Simplifying is essential for understanding. I think as long as we understand that material progress is not everything good, then I do not see that as a problem. It is Progress studies, not Everything studies. If material progress is only 33% of what is good, it is still worth studying.
Anyway, thanks for the incisive comments. I know that many people who are interested in progress agree more with you than with me.
I agree that material progress is worth studying and that you are helping to lead the charge in doing so. I believe there is also value in researching the broader topic, and that doing so shouldn’t be (and doesn’t have to be) a religious or philosophical pursuit.
I still think it is premature because I don’t write consistently. On top of that, I am really not a good writer.
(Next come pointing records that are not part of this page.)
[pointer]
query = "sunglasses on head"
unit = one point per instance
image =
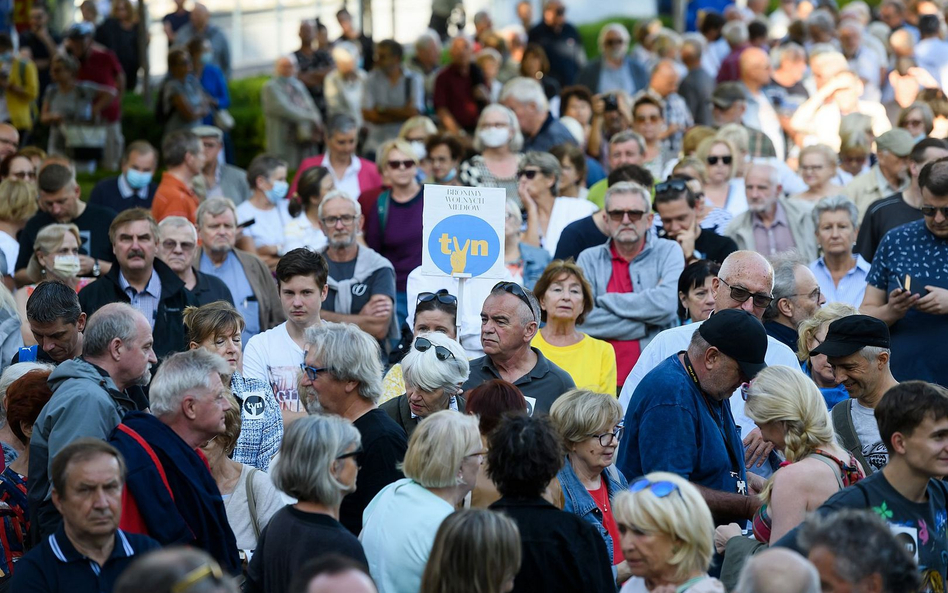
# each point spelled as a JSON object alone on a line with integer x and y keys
{"x": 406, "y": 164}
{"x": 660, "y": 489}
{"x": 516, "y": 290}
{"x": 442, "y": 295}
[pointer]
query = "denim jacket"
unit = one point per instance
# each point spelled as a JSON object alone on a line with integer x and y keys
{"x": 578, "y": 501}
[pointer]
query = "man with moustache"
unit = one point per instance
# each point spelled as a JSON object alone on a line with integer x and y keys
{"x": 91, "y": 394}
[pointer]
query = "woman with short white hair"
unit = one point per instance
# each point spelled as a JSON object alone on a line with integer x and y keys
{"x": 441, "y": 465}
{"x": 434, "y": 371}
{"x": 667, "y": 535}
{"x": 498, "y": 139}
{"x": 317, "y": 466}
I am retired. I previously ran new product development and innovation for a very large financial company, but now basically spend my time surfing (waves mainly, but the internet too I guess). When I worked, my forte was leading teams of people. I was the idea guy, the person who could envision a different world and make it come about by directing the rest of the company to make it a reality. The Marketing department supplied my writers!
In the meantime, I hope you don’t mind me providing input to your thoughts. I am in awe of your knowledge, and hope my thoughts and responses add some value. Honestly, the stuff you put together is light years ahead of the rest of the formal progress movement. Hopefully I am far enough along on the journey of studying the topic that I can recognize genius in others.
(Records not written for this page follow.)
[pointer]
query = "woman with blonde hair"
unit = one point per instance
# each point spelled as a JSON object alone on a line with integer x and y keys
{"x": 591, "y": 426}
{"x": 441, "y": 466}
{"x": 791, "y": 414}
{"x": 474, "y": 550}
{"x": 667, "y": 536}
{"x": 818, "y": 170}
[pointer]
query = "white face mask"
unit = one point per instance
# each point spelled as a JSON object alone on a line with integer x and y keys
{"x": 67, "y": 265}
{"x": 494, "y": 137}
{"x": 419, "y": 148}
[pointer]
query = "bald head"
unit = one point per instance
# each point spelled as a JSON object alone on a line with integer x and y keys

This is an input not an output. Anecdotally, high and possibly even middle school students in America from a century ago were better educated than college students today.
Frankly it seems many public schools in America are becoming little more than a combination of day care and political indoctrination. I'm not sure if the Third World has the same problem, but wouldn't be surprised.
Good point. I suspect there are quite a few measures of quantitative inputs of a material nature that become stand-ins for desired outputs. Or at least they may be required precursors towards the preferred final end. Thus achieving them is "progress" of a sort as well?
Thanks Michael for writing this. I agree that having a definition that is useful as a concept (and also useful in that a large portion of the community adopts it!) would be very helpful.
I think your definition gets at a lot of the important elements of progress, and I like that it has an empirical flavour to it. As you say, it's good to be able to actually apply a definition and see where it does and doesn't fit in history. I also like that it's fairly simple.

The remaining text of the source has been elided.